Home Archived Otjihase Mine Managers Stage Brief ‘Stay-away’

By Desie Heita

Windhoek

The management at Otjihase Copper Mine was apparently on strike last Friday when, as usual, workers reported for work in the morning and found all offices closed.

The underground shift, which usually starts at 07h00, only started around 11h00. Mine safety rules dictate that workers only go underground in the company of shift supervisors.

However, the managing director of Weatherly Mining, Hans Nolte, said the management stay-away was a cautionary measure as they had heard of planned management kidnapping and hostage taking by workers on that day.

“We heard some rumours of taking management hostage and I told the management to stay away, while I sought clarity on the matter. It was simply to avoid any possible violence or anything,” said Nolte, adding that the mine did lose some production time during that period.

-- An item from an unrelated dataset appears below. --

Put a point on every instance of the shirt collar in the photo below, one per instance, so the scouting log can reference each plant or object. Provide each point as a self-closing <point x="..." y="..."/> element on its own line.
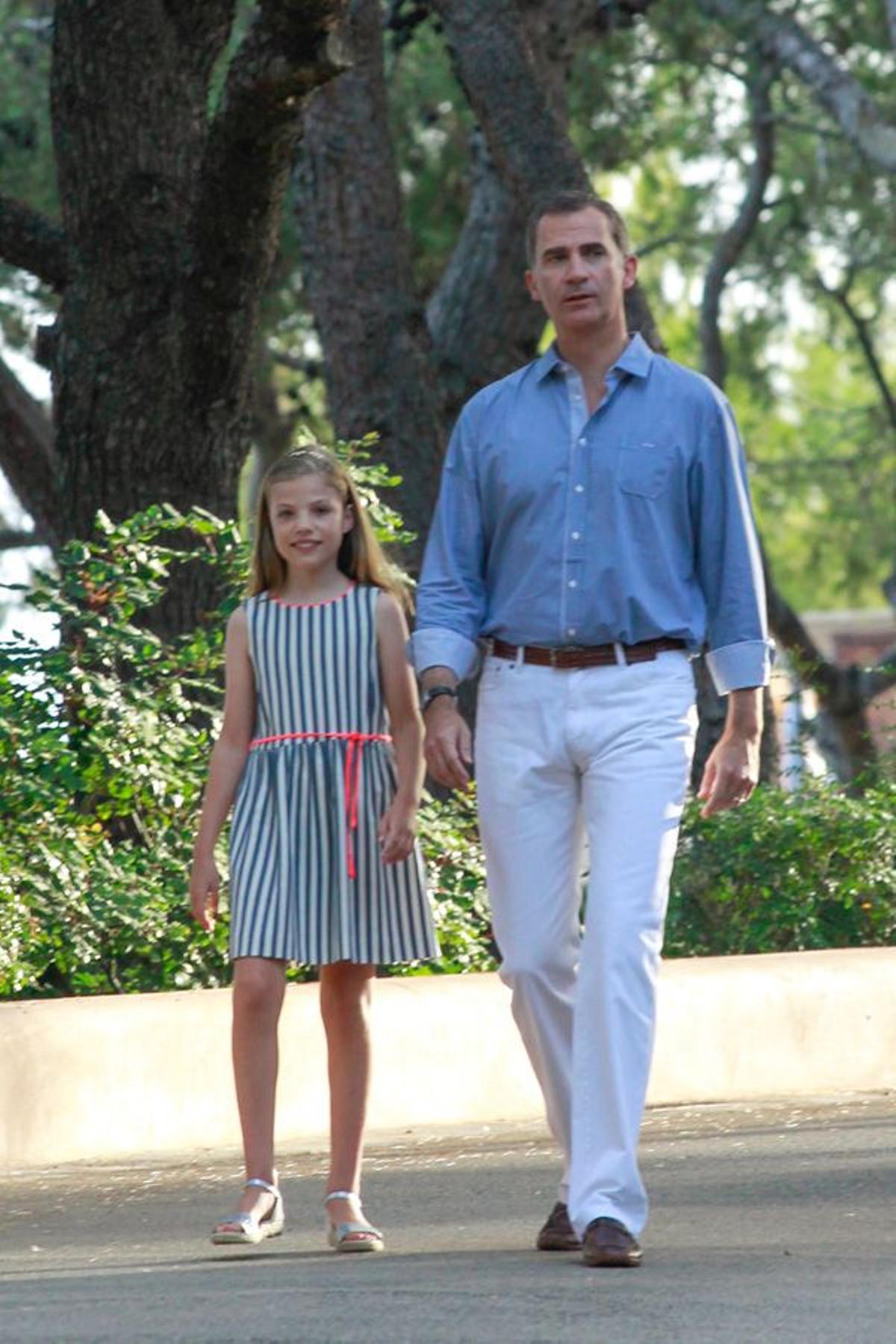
<point x="635" y="359"/>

On the other hand, the branch committee of the Mineworkers Union of Namibia at the mine said the stay-away was a clear indication that management was forcing them into a strike, a route the workers have no intention of taking.

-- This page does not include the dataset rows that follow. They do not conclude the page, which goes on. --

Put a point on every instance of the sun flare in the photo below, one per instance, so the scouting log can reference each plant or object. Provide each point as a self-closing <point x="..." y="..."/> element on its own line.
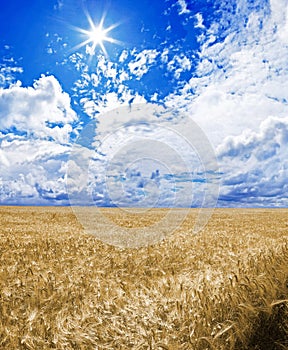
<point x="96" y="35"/>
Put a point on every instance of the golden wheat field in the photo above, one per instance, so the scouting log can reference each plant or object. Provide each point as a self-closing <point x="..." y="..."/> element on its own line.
<point x="222" y="288"/>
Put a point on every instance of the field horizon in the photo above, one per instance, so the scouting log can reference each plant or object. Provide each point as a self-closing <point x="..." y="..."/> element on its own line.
<point x="224" y="287"/>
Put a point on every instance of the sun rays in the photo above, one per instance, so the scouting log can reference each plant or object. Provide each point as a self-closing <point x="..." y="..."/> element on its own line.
<point x="96" y="35"/>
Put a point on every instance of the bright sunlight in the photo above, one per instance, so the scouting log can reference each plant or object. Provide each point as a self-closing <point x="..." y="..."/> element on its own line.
<point x="96" y="36"/>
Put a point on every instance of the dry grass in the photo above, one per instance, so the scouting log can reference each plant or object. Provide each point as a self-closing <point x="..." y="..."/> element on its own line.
<point x="224" y="288"/>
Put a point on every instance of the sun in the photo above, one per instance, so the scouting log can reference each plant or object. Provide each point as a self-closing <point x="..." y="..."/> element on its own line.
<point x="96" y="35"/>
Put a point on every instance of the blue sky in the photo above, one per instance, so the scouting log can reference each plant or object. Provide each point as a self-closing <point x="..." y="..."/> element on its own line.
<point x="220" y="65"/>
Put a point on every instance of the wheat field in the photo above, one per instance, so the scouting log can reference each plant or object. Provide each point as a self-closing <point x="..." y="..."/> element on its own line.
<point x="222" y="288"/>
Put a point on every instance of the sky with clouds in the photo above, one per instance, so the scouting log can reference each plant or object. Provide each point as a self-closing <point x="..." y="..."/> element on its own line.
<point x="141" y="117"/>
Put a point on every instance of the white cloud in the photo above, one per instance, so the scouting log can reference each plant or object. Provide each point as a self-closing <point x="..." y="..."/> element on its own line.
<point x="179" y="64"/>
<point x="240" y="93"/>
<point x="182" y="7"/>
<point x="199" y="19"/>
<point x="35" y="109"/>
<point x="255" y="165"/>
<point x="143" y="61"/>
<point x="36" y="124"/>
<point x="123" y="56"/>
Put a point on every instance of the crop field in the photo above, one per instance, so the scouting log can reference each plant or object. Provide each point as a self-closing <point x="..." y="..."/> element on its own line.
<point x="222" y="288"/>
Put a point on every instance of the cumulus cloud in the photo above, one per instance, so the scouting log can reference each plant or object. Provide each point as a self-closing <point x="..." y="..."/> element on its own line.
<point x="239" y="94"/>
<point x="255" y="165"/>
<point x="182" y="7"/>
<point x="36" y="125"/>
<point x="42" y="110"/>
<point x="143" y="60"/>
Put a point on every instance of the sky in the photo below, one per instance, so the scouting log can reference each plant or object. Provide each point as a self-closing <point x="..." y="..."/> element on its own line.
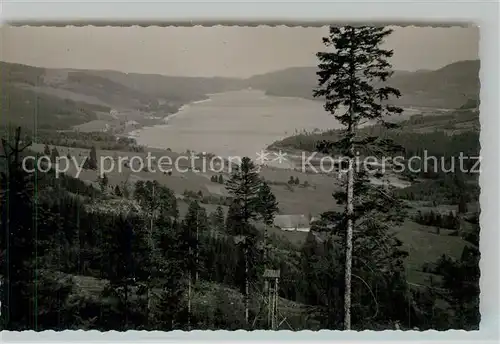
<point x="216" y="51"/>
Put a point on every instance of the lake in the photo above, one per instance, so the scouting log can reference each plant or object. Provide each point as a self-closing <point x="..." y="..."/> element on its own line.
<point x="238" y="123"/>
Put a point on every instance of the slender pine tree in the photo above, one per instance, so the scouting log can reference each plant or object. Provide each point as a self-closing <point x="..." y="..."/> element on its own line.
<point x="351" y="77"/>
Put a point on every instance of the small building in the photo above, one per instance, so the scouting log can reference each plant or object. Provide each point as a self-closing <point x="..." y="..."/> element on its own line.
<point x="298" y="222"/>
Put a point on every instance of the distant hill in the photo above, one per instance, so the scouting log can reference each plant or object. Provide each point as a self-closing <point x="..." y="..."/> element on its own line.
<point x="447" y="87"/>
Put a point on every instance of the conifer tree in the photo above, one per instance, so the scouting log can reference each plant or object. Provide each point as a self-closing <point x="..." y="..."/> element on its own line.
<point x="243" y="187"/>
<point x="351" y="78"/>
<point x="18" y="239"/>
<point x="54" y="154"/>
<point x="267" y="206"/>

The two parties reached an impasse on salary notches that the workers feel the mine implemented without consultation.

Nolte said workers went on a short strike on Monday last week but went back to work on Tuesday when they were informed that the strike was illegal.

The workers, who were visited by New Era on Friday, said they neither went on a strike nor were they contemplating on undertaking one.

“This should be clear: we are not in favour of any industrial strike. Why should we strike when all what we want is clarification [on salary notches],” workers said on Friday shortly before they commenced their underground mining shift.

Nevertheless, Nolte said they have not received any formal complaint from the workers.

“The union has not given us a formal complaint as to why they hinted on a strike,” said Nolte. He did, however, acknowledge that workers are unhappy about the salary notching that Weatherly Mining implemented at the end of June. “[Workers] were not happy with the implemented salary notches and demanded to see the managing director. However, we said we are not prepared to see all the workers but rather discuss the issue through the union representatives,” said Nolte.

The union said it has written to the management on several occasions requesting an audience to discuss the salary notches, to which the management has apparently not responded favourably. Workers feel the newly implemented salary notches do not take into account the years and experience spent at Otjihase Mine when the mine was still owned by Ongopolo Mine, a company that Weatherly Mining bought out three years ago.

Nolte said the management “is very happy to talk to the union and address the issue”.

“We are at a stage where [the management] can sit around the table with workers and discuss this,” Nolte said.